History of the NIS
A SILVER JUBILEE is a monumental accomplishment for a number of reasons. Twenty-five successful years in the life of any institution is cause for celebration. The persons celebrating are always in awe of the number of years that they have been blessed with, and this is especially so for the National Insurance Services (NIS), formerly called the National Insurance Scheme.
The NIS is the successor to the National Provident Fund which was located at what is now the Port Authority building. It became operational on January 5th, 1987 and is the birth child of Act No. 33, 1986, but its functions are executed in accordance with a number of legislations.
The institution, which has expanded to a much larger headquarters in Kingstown and a service center in Union Island, falls under the portfolio of the Minister of Finance and is governed by a nine-member Board of Directors.

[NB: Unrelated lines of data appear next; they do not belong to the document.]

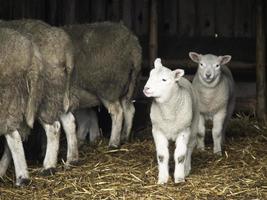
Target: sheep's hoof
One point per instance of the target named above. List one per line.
(48, 172)
(218, 153)
(20, 182)
(179, 180)
(75, 163)
(113, 147)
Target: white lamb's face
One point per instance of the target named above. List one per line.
(161, 81)
(209, 66)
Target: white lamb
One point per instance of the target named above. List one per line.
(174, 116)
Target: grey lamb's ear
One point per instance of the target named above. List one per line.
(225, 59)
(157, 63)
(178, 73)
(195, 56)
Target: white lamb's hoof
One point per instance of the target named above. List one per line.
(179, 180)
(218, 153)
(163, 180)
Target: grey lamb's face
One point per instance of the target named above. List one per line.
(209, 66)
(161, 81)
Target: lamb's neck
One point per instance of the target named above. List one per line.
(168, 108)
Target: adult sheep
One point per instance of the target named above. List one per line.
(20, 93)
(107, 63)
(215, 87)
(174, 116)
(57, 56)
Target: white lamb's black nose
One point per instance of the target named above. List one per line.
(146, 89)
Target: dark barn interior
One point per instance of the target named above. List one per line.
(168, 29)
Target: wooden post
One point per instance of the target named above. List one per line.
(260, 63)
(153, 33)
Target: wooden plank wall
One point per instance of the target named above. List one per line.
(186, 18)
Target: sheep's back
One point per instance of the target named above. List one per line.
(104, 60)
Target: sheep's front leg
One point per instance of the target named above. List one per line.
(15, 145)
(69, 126)
(116, 113)
(162, 143)
(52, 147)
(201, 133)
(180, 155)
(218, 120)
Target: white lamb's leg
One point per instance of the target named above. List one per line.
(162, 143)
(68, 124)
(188, 160)
(116, 113)
(201, 133)
(128, 112)
(52, 147)
(218, 120)
(5, 160)
(180, 155)
(15, 145)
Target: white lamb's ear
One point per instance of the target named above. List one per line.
(178, 73)
(225, 59)
(157, 63)
(195, 56)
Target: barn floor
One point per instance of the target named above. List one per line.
(131, 172)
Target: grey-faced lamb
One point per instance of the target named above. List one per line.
(20, 92)
(107, 63)
(174, 115)
(56, 53)
(215, 87)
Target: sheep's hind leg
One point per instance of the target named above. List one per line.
(52, 148)
(116, 112)
(69, 126)
(5, 160)
(128, 113)
(180, 154)
(201, 133)
(218, 120)
(162, 143)
(15, 145)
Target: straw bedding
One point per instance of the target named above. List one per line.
(131, 172)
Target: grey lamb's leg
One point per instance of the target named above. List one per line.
(93, 127)
(128, 113)
(218, 120)
(5, 160)
(68, 123)
(15, 145)
(201, 133)
(52, 147)
(116, 112)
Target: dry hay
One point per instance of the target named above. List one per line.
(131, 172)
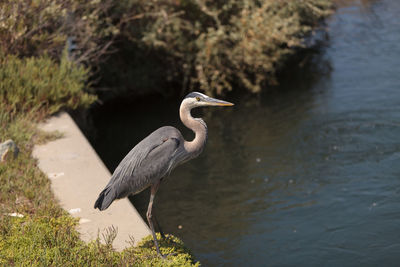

Aiming to provide social safety net to all nationals of St. Vincent and the Grenadines and the Diaspora, the NIS provides sickness, maternity, invalidity, employment injury, funeral and survivors’ benefits to contributors.
Coverage is extended to employed persons, self employed contributors and voluntary contributors from SVG and abroad, within the age group 16 to 60 years.
Under the NIS Act, all workers in St. Vincent and the Grenadines are mandated to make contributions to the National Insurance Services.
Currently, the total rate of contribution is 8% of insurable earnings; the employee is required to pay 3.5%, and this is matched by 4.5% by the employer.
Beyond this social safety net, the NIS prides itself on making strides in contributing to SVG’s national development through numerous outreach programmes.